Alumni have advanced into elected positions, agency leadership, nonprofit executive roles, and private sector leadership, joining cohorts at the Clinton Foundation, Obama White House staff, Bush administration offices, and state capitols across California, New York, Illinois, Texas, and Massachusetts. Notable career trajectories include roles at the Federal Reserve, Securities and Exchange Commission, Centers for Disease Control and Prevention, National Institutes of Health, and international institutions like the United Nations, World Bank, and International Monetary Fund. The fellowship’s influence is visible in urban policy shifts, affordable housing initiatives modeled on inclusionary zoning in Seattle and San Francisco, transit projects linked to the Bay Area Rapid Transit expansion, and public health campaigns paralleling efforts by the CDC and WHO.
The program is supported through philanthropic grants, municipal contracts, and corporate sponsorships involving funders such as the Gates Foundation, Mellon Foundation, Walton Family Foundation, and Bloomberg Philanthropies. Strategic partnerships include collaborations with local governments like the City and County of San Francisco, Los Angeles County, New York City Department of Education, California State Senate, and academic centers such as the Urban Land Institute, Center for Effective Philanthropy, and the Aspen Institute.

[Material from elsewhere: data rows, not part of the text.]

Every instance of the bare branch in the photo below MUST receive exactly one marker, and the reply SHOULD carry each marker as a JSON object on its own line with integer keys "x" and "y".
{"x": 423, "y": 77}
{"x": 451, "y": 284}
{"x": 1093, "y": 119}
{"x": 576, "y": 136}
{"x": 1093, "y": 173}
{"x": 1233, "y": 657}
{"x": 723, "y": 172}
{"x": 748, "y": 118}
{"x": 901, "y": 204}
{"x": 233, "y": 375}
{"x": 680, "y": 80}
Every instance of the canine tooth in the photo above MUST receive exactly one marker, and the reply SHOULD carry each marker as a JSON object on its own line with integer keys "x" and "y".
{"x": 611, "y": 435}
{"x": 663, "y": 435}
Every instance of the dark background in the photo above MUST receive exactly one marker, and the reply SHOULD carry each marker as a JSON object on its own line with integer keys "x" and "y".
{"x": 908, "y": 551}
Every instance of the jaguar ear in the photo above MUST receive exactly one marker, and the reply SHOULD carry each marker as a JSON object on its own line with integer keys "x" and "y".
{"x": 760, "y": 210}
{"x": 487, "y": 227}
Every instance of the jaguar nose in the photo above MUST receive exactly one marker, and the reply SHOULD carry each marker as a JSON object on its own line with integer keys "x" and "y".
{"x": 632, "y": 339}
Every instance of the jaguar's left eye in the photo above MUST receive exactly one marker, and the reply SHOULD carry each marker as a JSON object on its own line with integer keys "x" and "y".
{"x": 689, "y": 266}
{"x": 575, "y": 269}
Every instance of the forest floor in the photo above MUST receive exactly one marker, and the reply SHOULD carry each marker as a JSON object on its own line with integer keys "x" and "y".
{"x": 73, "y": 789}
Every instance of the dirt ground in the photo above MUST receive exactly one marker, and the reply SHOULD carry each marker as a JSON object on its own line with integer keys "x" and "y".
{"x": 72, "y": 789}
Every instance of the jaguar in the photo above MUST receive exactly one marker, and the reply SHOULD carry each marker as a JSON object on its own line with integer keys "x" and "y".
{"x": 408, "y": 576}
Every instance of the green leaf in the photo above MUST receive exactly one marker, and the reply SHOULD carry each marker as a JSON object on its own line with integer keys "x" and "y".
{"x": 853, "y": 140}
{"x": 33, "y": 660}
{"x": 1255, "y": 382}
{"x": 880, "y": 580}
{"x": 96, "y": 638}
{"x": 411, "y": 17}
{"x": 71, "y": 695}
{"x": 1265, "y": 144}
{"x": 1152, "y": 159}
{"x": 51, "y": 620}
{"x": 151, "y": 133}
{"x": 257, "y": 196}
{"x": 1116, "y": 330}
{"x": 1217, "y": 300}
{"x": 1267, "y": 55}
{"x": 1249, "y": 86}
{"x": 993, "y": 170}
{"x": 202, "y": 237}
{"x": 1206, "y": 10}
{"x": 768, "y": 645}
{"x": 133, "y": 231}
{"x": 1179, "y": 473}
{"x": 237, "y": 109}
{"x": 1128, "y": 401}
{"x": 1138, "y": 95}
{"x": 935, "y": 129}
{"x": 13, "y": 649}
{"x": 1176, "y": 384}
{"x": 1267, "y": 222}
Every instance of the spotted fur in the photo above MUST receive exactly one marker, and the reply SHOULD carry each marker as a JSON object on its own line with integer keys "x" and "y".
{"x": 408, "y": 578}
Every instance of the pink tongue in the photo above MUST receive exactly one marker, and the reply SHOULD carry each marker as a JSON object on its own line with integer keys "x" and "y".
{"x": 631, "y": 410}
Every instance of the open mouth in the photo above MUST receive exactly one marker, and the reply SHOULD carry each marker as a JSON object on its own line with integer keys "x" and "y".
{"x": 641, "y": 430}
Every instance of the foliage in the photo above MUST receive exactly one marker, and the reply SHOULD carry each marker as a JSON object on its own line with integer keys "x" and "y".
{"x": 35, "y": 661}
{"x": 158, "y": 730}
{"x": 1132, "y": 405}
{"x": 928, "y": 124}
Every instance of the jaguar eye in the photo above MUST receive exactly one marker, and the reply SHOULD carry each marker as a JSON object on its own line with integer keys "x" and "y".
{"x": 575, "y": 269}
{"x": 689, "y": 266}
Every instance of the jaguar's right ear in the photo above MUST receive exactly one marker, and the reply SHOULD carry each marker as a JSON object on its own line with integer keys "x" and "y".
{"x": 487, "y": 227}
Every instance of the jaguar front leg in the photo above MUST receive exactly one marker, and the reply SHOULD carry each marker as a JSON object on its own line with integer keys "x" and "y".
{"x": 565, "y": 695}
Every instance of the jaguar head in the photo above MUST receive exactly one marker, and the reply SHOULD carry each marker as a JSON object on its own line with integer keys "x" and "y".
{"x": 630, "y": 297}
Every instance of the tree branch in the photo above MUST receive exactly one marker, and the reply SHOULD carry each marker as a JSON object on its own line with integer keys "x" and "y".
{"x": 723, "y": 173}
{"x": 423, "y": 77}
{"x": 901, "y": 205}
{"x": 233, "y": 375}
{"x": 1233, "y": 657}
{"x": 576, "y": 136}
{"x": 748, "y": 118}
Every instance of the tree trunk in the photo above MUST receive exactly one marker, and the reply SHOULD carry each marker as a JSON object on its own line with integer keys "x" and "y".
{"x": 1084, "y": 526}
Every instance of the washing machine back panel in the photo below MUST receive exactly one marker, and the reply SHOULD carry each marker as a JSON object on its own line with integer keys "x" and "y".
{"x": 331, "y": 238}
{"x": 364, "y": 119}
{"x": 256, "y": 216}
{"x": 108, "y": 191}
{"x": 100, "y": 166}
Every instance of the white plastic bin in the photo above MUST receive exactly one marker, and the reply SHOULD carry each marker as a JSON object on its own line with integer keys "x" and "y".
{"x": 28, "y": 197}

Corporate partners have included technology firms like Google, Facebook, Microsoft, and Salesforce through civic engagement initiatives and pro bono consulting arranged with firms like PwC and KPMG.
Alumni recognition spans appointments and awards including mayors, state legislators, federal appointees, and leaders at nonprofits like the ACLU, NAACP, Human Rights Campaign, and Sierra Club. Fellows have been recipients of fellowships and honors such as the MacArthur Fellowship, Presidential Medal of Freedom nominees, and appointments in presidential administrations including the Obama Administration, Trump Administration, and Biden Administration. Many alumni have been profiled by outlets such as The Atlantic, Politico, The New Yorker, and NPR for contributions to public service, urban planning, civil rights litigation, and environmental advocacy.